Books of Original EntryDefined with Examples

Patrick Louie
Last Updated: November 19, 2021
Date Published: November 19, 2021

So you started a business.

That’s great and all, but have you already thought about how you’d keep track of your business’s transactions?

If not, then read on.

In order to monitor the growth of your business, you’d need to maintain records of all its transactions.

To have a record of your sales, you retain a copy of the official receipts or invoices that you issued to your customers.

To have a record of your purchases and expenses, you retain a copy of whatever document (e.g. invoice, official receipt) your supplier or service provider gives you.

For cash payments, you retain a copy of the proof of payment that your payee gives you.

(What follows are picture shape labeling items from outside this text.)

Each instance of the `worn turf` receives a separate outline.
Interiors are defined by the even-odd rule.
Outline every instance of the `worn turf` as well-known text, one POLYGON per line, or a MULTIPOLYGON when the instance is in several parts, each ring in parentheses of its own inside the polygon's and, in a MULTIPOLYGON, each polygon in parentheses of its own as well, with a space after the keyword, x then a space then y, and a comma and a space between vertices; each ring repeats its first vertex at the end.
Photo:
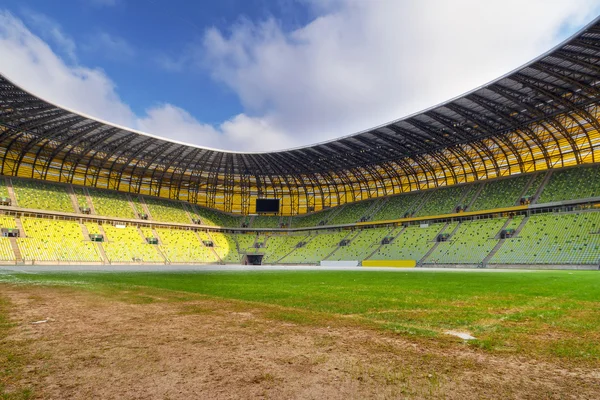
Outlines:
POLYGON ((332 318, 425 340, 468 332, 489 352, 600 362, 600 273, 207 272, 56 273, 1 281, 80 286, 140 301, 149 290, 191 292, 280 306, 274 319, 319 324, 332 318))

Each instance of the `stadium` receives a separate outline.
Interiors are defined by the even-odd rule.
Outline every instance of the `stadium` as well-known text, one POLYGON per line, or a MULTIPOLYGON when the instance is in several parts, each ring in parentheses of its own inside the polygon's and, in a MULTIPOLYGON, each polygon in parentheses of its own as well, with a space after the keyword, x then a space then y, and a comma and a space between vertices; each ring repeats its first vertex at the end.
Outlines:
POLYGON ((103 122, 0 75, 0 289, 27 328, 2 336, 13 328, 0 314, 0 339, 10 343, 0 346, 10 364, 0 394, 595 397, 598 277, 574 270, 600 267, 599 83, 596 19, 517 70, 422 112, 259 153, 103 122), (241 274, 231 272, 238 266, 241 274), (485 273, 507 269, 518 272, 485 273), (90 326, 86 307, 95 310, 90 326), (100 321, 113 314, 123 318, 100 321), (69 325, 59 329, 61 318, 69 325), (128 319, 152 340, 119 330, 133 329, 128 319), (464 331, 467 340, 452 336, 464 331), (90 347, 58 339, 71 334, 90 347), (270 352, 248 347, 246 334, 270 352), (156 342, 161 336, 170 347, 156 342), (48 375, 43 357, 23 350, 27 340, 41 343, 34 353, 63 352, 50 357, 48 375), (138 354, 130 341, 164 352, 138 354), (224 355, 211 364, 213 351, 224 355), (178 357, 186 361, 156 367, 178 357), (211 371, 218 365, 219 377, 190 386, 185 371, 198 357, 211 371), (252 372, 244 357, 269 362, 252 372), (139 360, 164 374, 131 371, 139 360), (19 392, 23 379, 49 387, 19 392), (117 382, 115 392, 106 382, 117 382))

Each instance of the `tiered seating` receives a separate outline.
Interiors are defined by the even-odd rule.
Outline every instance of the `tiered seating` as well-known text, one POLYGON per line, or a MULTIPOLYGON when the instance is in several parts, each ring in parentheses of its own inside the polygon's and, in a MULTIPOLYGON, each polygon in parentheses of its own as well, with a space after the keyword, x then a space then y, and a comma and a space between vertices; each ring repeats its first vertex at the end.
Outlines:
POLYGON ((208 208, 190 205, 190 210, 194 218, 200 219, 202 225, 208 226, 228 226, 237 228, 242 224, 243 217, 237 217, 219 211, 209 210, 208 208))
POLYGON ((142 200, 140 200, 140 196, 138 194, 131 193, 129 195, 129 198, 131 199, 130 204, 133 206, 133 212, 135 213, 136 218, 138 218, 142 214, 147 214, 146 209, 142 204, 142 200))
POLYGON ((152 232, 152 228, 148 228, 147 226, 140 227, 140 231, 142 231, 142 236, 144 237, 144 239, 150 238, 150 237, 156 237, 154 232, 152 232))
POLYGON ((504 218, 496 218, 461 223, 450 240, 439 243, 425 263, 481 263, 498 243, 495 236, 505 222, 504 218))
POLYGON ((256 235, 253 234, 241 234, 235 235, 234 239, 237 241, 238 249, 240 252, 254 252, 254 241, 256 240, 256 235))
POLYGON ((6 180, 1 176, 0 176, 0 197, 9 197, 8 188, 6 187, 6 180))
POLYGON ((506 239, 492 264, 598 264, 600 213, 540 214, 506 239))
MULTIPOLYGON (((100 226, 94 222, 84 222, 83 223, 88 230, 88 233, 91 235, 101 235, 100 226)), ((87 239, 87 238, 86 238, 87 239)))
POLYGON ((187 212, 183 209, 182 203, 156 197, 144 197, 144 202, 148 206, 148 210, 154 221, 179 222, 182 224, 192 223, 187 212))
POLYGON ((477 191, 481 187, 481 183, 473 183, 465 186, 464 198, 460 201, 459 206, 468 207, 473 202, 477 191))
MULTIPOLYGON (((394 241, 382 245, 370 260, 416 260, 419 261, 435 244, 437 234, 445 224, 432 224, 421 228, 407 227, 394 241)), ((451 231, 446 229, 447 232, 451 231)))
POLYGON ((237 250, 233 235, 221 232, 211 232, 210 236, 213 238, 215 252, 224 263, 239 264, 242 261, 242 256, 237 250))
MULTIPOLYGON (((0 182, 3 179, 0 179, 0 182)), ((5 188, 6 189, 6 188, 5 188)), ((16 228, 17 223, 13 217, 0 215, 0 228, 16 228)), ((0 261, 16 261, 15 253, 10 245, 10 239, 0 238, 0 261)))
POLYGON ((416 217, 423 217, 428 215, 441 215, 450 214, 455 211, 455 207, 461 200, 464 186, 453 186, 443 189, 435 189, 431 195, 425 193, 424 199, 426 203, 421 207, 415 214, 416 217))
POLYGON ((14 217, 8 215, 0 215, 0 228, 13 228, 17 227, 17 222, 14 217))
POLYGON ((538 204, 600 196, 600 169, 576 167, 554 171, 538 204))
POLYGON ((88 189, 88 192, 96 214, 117 218, 137 218, 124 193, 91 188, 88 189))
POLYGON ((535 178, 533 178, 533 182, 531 182, 531 185, 529 185, 529 187, 525 191, 524 197, 533 197, 533 196, 535 196, 535 194, 537 193, 538 189, 540 188, 540 185, 544 181, 544 178, 546 178, 546 174, 547 173, 548 173, 548 171, 542 171, 542 172, 538 173, 535 176, 535 178))
POLYGON ((263 264, 273 264, 285 257, 301 241, 306 241, 307 235, 276 235, 267 240, 267 250, 263 258, 263 264))
POLYGON ((0 261, 16 261, 17 257, 12 251, 10 239, 0 238, 0 261))
POLYGON ((423 193, 407 193, 393 196, 373 216, 373 221, 387 221, 403 218, 407 212, 412 212, 417 206, 418 199, 423 193))
POLYGON ((284 264, 317 264, 335 250, 348 233, 347 231, 319 233, 309 239, 306 246, 297 248, 281 262, 284 264))
POLYGON ((79 212, 82 208, 87 208, 87 198, 85 197, 83 188, 73 187, 73 193, 75 193, 75 198, 77 199, 77 212, 79 212))
POLYGON ((205 247, 193 231, 157 228, 160 249, 170 262, 216 263, 217 256, 205 247))
POLYGON ((17 243, 25 261, 102 261, 77 222, 42 218, 22 218, 21 222, 27 237, 18 238, 17 243))
POLYGON ((12 182, 19 207, 75 212, 69 194, 62 185, 21 179, 13 179, 12 182))
POLYGON ((292 218, 292 228, 307 228, 318 226, 321 222, 327 221, 333 209, 317 211, 311 214, 299 215, 292 218))
POLYGON ((389 228, 364 229, 351 239, 346 246, 340 246, 328 260, 362 261, 381 244, 381 240, 390 234, 389 228))
POLYGON ((148 244, 140 235, 138 228, 128 226, 117 228, 112 225, 103 225, 106 233, 104 238, 104 252, 112 262, 145 262, 162 263, 164 260, 156 250, 156 245, 148 244))
POLYGON ((351 224, 359 221, 362 217, 366 217, 367 212, 373 207, 373 200, 359 201, 357 203, 349 203, 343 206, 342 210, 335 214, 327 225, 351 224))
POLYGON ((251 228, 279 228, 280 217, 259 215, 254 217, 251 228))
POLYGON ((475 203, 467 211, 491 210, 516 205, 530 179, 531 175, 521 175, 484 183, 485 186, 475 203))

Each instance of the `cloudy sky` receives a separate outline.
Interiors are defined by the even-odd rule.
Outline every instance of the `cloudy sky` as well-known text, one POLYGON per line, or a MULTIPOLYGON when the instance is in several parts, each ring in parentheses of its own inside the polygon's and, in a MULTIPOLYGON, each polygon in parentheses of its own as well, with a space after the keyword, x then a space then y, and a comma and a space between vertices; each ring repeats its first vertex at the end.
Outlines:
POLYGON ((2 1, 0 73, 112 123, 238 151, 308 145, 419 111, 600 12, 600 0, 60 4, 2 1))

Now, do you think that all of these are enough to monitor your business’s transactions?

If you ask me, I’d say no.

The reason is that these documents only give you proof of your business’s transactions.

They don’t give you a summary or picture of your business’s financial position… well they might if you add them all together.

But imagine having to do that every time you want to know the financial status of your business.

Sounds tedious huh?

That’s because it is!

For that, we need to rely on another document, or maybe a set of documents depending on the volume of transactions.

This document or set of documents is what we call the book(s) of original entry.

Whenever your business has a transaction that needs to be recorded, you enter them into your book(s) of original entry.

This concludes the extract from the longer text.